The SC clock typically runs at 100kHz–2MHz. For audio-frequency self-oscillation, the clock must be high enough that the filter’s center frequency falls in the audible range (20Hz–20kHz) while keeping clock noise products above the audible band.

The analog block configuration registers can be written by the M8C core at any time during operation. A register write takes 2–4 CPU cycles (~100–200ns at 24MHz). This enables:

  • Changing filter topology mid-note (LP → BP → HP)
  • Switching between oscillation modes
  • Rerouting the analog signal path
  • Adjusting Q/resonance, gain, and offset in real time

The reconfiguration is not glitch-free in all cases — switching the capacitor network of an SC block can produce a transient. Phase 1 characterization will determine which transitions produce audible artifacts and which are clean enough for mid-note use.

For the full treatment of reconfiguration tiers and the operating models they enable, see Reconfiguration.

The CY8C29466 implements an I2C slave using its digital blocks. The slave address is configurable in firmware (7-bit address, up to 127 devices per bus). The I2C module supports:

  • Standard mode (100kHz) and Fast mode (400kHz)
  • Multi-byte read/write transactions
  • Clock stretching (the PSoC can hold SCL low while processing a received byte)

In Timbre’s architecture, the ESP32 master writes parameter packets to each voice chip. A typical packet contains:

  • Filter cutoff (SC clock divider value, 2 bytes)
  • Resonance / Q (capacitor ratio, 1 byte)
  • VCA gain (1 byte)
  • Oscillation mode (topology selector, 1 byte)
  • Envelope level (1 byte)
App NoteTitleRelevance
AN2094PSoC 1 — Understanding Switched Capacitor Analog BlocksCore reference for SC filter design and clock frequency selection
AN2219PSoC 1 — Analog Block ChainingHow to cascade SC blocks for higher-order filters; essential for biquad self-oscillation
AN2041PSoC 1 — I2C SlaveI2C slave firmware implementation
AN2100PSoC 1 — DACDAC configuration for output buffering

The closest academic work to Timbre’s approach comes from Georgia Tech, where Dr. Jennifer Hasler’s group mapped Moog transistor ladder VCFs onto floating-gate Field-Programmable Analog Arrays. Their key finding: a single FPAA could support up to twelve VCFs — a striking numerical parallel to Timbre’s twelve SC blocks per voice. The FPAA research demonstrated that reconfigurable analog synthesis is viable at the academic level and produced measurements that inform expectations for PSoC-based approaches.

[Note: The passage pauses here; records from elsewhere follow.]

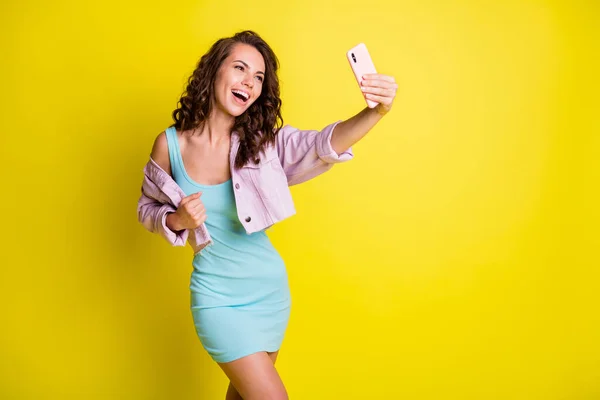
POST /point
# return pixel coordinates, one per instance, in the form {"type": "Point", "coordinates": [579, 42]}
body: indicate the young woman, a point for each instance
{"type": "Point", "coordinates": [218, 177]}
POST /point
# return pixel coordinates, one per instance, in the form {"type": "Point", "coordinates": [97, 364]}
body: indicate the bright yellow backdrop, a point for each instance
{"type": "Point", "coordinates": [456, 257]}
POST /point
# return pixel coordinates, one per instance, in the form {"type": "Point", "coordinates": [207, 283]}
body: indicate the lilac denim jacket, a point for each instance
{"type": "Point", "coordinates": [262, 193]}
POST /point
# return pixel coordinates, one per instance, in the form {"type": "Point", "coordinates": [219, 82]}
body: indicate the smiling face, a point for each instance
{"type": "Point", "coordinates": [239, 80]}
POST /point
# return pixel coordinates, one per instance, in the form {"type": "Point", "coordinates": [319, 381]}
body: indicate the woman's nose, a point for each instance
{"type": "Point", "coordinates": [248, 81]}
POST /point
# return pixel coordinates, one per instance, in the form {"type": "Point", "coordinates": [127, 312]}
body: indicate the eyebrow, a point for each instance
{"type": "Point", "coordinates": [247, 66]}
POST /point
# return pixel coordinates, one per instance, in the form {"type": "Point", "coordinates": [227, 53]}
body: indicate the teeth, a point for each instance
{"type": "Point", "coordinates": [241, 93]}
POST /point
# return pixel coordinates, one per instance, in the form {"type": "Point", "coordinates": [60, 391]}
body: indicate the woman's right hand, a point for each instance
{"type": "Point", "coordinates": [189, 215]}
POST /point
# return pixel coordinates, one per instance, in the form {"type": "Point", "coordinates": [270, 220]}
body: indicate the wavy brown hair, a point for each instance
{"type": "Point", "coordinates": [258, 125]}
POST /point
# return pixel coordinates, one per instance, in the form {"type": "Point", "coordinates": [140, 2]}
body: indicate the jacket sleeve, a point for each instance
{"type": "Point", "coordinates": [153, 208]}
{"type": "Point", "coordinates": [305, 154]}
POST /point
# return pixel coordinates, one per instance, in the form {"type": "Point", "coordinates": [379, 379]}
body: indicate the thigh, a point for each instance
{"type": "Point", "coordinates": [255, 377]}
{"type": "Point", "coordinates": [273, 355]}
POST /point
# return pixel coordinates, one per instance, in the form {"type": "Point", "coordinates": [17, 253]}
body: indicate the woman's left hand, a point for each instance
{"type": "Point", "coordinates": [380, 89]}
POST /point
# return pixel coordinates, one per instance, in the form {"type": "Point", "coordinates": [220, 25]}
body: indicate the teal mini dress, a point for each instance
{"type": "Point", "coordinates": [239, 293]}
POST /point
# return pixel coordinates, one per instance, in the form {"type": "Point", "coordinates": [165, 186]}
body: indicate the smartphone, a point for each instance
{"type": "Point", "coordinates": [361, 64]}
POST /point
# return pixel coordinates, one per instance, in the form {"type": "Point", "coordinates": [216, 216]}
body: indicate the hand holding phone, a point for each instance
{"type": "Point", "coordinates": [361, 64]}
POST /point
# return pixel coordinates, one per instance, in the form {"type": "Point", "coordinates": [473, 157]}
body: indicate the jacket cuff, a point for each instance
{"type": "Point", "coordinates": [175, 238]}
{"type": "Point", "coordinates": [326, 152]}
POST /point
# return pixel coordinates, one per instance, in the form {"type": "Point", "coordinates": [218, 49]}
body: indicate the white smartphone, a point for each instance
{"type": "Point", "coordinates": [361, 63]}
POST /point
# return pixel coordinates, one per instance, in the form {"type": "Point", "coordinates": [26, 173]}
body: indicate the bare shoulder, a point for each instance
{"type": "Point", "coordinates": [160, 152]}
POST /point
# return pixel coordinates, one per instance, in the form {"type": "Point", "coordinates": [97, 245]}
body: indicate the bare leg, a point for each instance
{"type": "Point", "coordinates": [232, 393]}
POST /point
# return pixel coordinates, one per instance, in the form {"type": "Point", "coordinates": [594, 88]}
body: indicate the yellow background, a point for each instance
{"type": "Point", "coordinates": [456, 257]}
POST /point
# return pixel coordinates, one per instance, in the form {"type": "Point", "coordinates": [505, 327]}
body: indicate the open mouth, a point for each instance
{"type": "Point", "coordinates": [240, 96]}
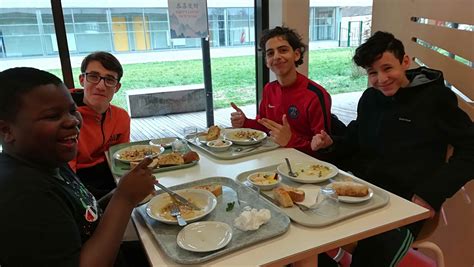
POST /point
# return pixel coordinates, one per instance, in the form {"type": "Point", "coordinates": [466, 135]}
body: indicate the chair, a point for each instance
{"type": "Point", "coordinates": [415, 258]}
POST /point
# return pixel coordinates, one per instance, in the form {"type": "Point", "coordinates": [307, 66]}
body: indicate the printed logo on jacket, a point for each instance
{"type": "Point", "coordinates": [293, 112]}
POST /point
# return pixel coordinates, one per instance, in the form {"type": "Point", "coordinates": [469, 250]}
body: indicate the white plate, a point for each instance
{"type": "Point", "coordinates": [204, 236]}
{"type": "Point", "coordinates": [241, 136]}
{"type": "Point", "coordinates": [202, 139]}
{"type": "Point", "coordinates": [164, 142]}
{"type": "Point", "coordinates": [305, 174]}
{"type": "Point", "coordinates": [157, 150]}
{"type": "Point", "coordinates": [265, 184]}
{"type": "Point", "coordinates": [219, 145]}
{"type": "Point", "coordinates": [348, 199]}
{"type": "Point", "coordinates": [200, 197]}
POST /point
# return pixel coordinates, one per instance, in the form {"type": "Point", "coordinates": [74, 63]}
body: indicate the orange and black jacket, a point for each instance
{"type": "Point", "coordinates": [99, 132]}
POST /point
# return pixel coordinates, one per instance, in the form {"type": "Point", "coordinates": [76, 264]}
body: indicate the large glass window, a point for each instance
{"type": "Point", "coordinates": [217, 30]}
{"type": "Point", "coordinates": [24, 40]}
{"type": "Point", "coordinates": [20, 33]}
{"type": "Point", "coordinates": [322, 23]}
{"type": "Point", "coordinates": [91, 30]}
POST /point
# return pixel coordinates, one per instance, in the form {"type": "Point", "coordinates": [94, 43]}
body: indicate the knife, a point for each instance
{"type": "Point", "coordinates": [179, 198]}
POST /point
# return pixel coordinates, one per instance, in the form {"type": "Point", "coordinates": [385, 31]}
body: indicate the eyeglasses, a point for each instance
{"type": "Point", "coordinates": [95, 78]}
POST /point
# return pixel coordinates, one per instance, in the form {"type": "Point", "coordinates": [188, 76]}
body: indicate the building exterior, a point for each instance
{"type": "Point", "coordinates": [123, 26]}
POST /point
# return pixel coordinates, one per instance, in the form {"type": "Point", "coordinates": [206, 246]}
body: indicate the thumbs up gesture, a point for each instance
{"type": "Point", "coordinates": [279, 133]}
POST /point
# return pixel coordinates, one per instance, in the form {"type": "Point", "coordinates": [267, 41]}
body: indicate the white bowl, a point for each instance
{"type": "Point", "coordinates": [158, 207]}
{"type": "Point", "coordinates": [308, 172]}
{"type": "Point", "coordinates": [204, 236]}
{"type": "Point", "coordinates": [219, 145]}
{"type": "Point", "coordinates": [264, 180]}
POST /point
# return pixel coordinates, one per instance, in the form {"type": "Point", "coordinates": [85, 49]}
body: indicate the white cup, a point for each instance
{"type": "Point", "coordinates": [329, 203]}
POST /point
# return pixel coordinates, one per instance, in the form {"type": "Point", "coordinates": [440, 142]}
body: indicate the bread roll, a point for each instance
{"type": "Point", "coordinates": [282, 196]}
{"type": "Point", "coordinates": [213, 133]}
{"type": "Point", "coordinates": [295, 194]}
{"type": "Point", "coordinates": [190, 157]}
{"type": "Point", "coordinates": [216, 189]}
{"type": "Point", "coordinates": [350, 189]}
{"type": "Point", "coordinates": [152, 165]}
{"type": "Point", "coordinates": [170, 159]}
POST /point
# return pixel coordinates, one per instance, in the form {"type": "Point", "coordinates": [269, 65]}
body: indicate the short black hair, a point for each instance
{"type": "Point", "coordinates": [370, 51]}
{"type": "Point", "coordinates": [16, 82]}
{"type": "Point", "coordinates": [106, 59]}
{"type": "Point", "coordinates": [290, 35]}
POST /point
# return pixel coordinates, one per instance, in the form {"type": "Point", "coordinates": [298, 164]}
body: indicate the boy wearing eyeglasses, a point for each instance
{"type": "Point", "coordinates": [104, 124]}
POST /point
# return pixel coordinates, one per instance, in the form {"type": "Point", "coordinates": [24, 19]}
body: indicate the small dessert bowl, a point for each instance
{"type": "Point", "coordinates": [219, 145]}
{"type": "Point", "coordinates": [264, 180]}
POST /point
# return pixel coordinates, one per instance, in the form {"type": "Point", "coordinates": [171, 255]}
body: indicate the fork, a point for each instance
{"type": "Point", "coordinates": [174, 211]}
{"type": "Point", "coordinates": [290, 171]}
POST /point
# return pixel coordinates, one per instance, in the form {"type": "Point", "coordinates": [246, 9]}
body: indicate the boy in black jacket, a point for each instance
{"type": "Point", "coordinates": [399, 140]}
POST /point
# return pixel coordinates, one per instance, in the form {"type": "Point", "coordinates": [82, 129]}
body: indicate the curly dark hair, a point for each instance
{"type": "Point", "coordinates": [290, 35]}
{"type": "Point", "coordinates": [106, 59]}
{"type": "Point", "coordinates": [370, 51]}
{"type": "Point", "coordinates": [16, 82]}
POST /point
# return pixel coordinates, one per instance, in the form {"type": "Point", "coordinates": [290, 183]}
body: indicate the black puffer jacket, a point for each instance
{"type": "Point", "coordinates": [399, 143]}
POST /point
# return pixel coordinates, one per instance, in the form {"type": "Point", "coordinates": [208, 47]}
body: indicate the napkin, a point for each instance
{"type": "Point", "coordinates": [311, 192]}
{"type": "Point", "coordinates": [251, 218]}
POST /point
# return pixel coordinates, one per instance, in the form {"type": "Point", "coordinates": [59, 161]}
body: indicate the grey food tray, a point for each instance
{"type": "Point", "coordinates": [120, 168]}
{"type": "Point", "coordinates": [311, 219]}
{"type": "Point", "coordinates": [166, 234]}
{"type": "Point", "coordinates": [265, 145]}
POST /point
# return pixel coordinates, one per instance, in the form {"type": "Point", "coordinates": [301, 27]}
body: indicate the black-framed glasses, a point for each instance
{"type": "Point", "coordinates": [95, 78]}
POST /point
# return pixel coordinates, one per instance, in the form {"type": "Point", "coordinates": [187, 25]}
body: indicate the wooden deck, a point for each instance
{"type": "Point", "coordinates": [344, 106]}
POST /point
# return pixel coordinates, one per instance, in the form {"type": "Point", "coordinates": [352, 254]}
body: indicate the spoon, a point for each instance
{"type": "Point", "coordinates": [290, 172]}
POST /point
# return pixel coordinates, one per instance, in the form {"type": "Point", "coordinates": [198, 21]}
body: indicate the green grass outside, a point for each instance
{"type": "Point", "coordinates": [233, 78]}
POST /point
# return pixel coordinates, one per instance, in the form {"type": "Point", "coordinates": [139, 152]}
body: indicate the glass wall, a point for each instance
{"type": "Point", "coordinates": [28, 35]}
{"type": "Point", "coordinates": [20, 33]}
{"type": "Point", "coordinates": [114, 30]}
{"type": "Point", "coordinates": [322, 23]}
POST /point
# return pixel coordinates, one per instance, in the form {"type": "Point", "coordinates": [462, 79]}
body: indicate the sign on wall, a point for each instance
{"type": "Point", "coordinates": [188, 18]}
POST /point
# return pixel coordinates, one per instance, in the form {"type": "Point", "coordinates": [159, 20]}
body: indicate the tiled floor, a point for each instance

The fundamental difference is in the analog domain. Hasler’s FPAAs use continuous-time floating-gate transistor arrays — OTA-based, current-mode circuits that preserve the continuous-time character of traditional analog synthesis. The PSoC’s SC blocks are discrete-time and clocked, producing a fundamentally different sonic character. The FPAA approach offers better fidelity to traditional analog but requires slower programming (floating-gate tunneling) and is more susceptible to temperature drift. The SC approach sacrifices continuous-time operation for deterministic, near-instantaneous reconfiguration via register writes. The Plan B: FPAA page evaluates the Anadigm AN231E04 as a potential alternative platform, comparing its trade-offs directly against the PSoC approach.

Firmware development uses PSoC Designer, the legacy Cypress IDE. It runs on Windows (or Wine on Linux with some effort). The toolchain includes:

  • Graphical analog block configuration (drag-and-drop block placement and routing)
  • Auto-generated C API for each configured block
  • ImageCraft C compiler (included) or GCC (with configuration)
  • Programmer support for MiniProg1/3

The graphical block configuration tool is the key productivity advantage — it generates the register initialization code for analog block configurations, eliminating manual register-level programming for topology changes.

For runtime reconfiguration (Timbre’s core feature), the generated register values are captured and stored as firmware constants. Switching between topologies at runtime is a sequence of register writes using these pre-computed values.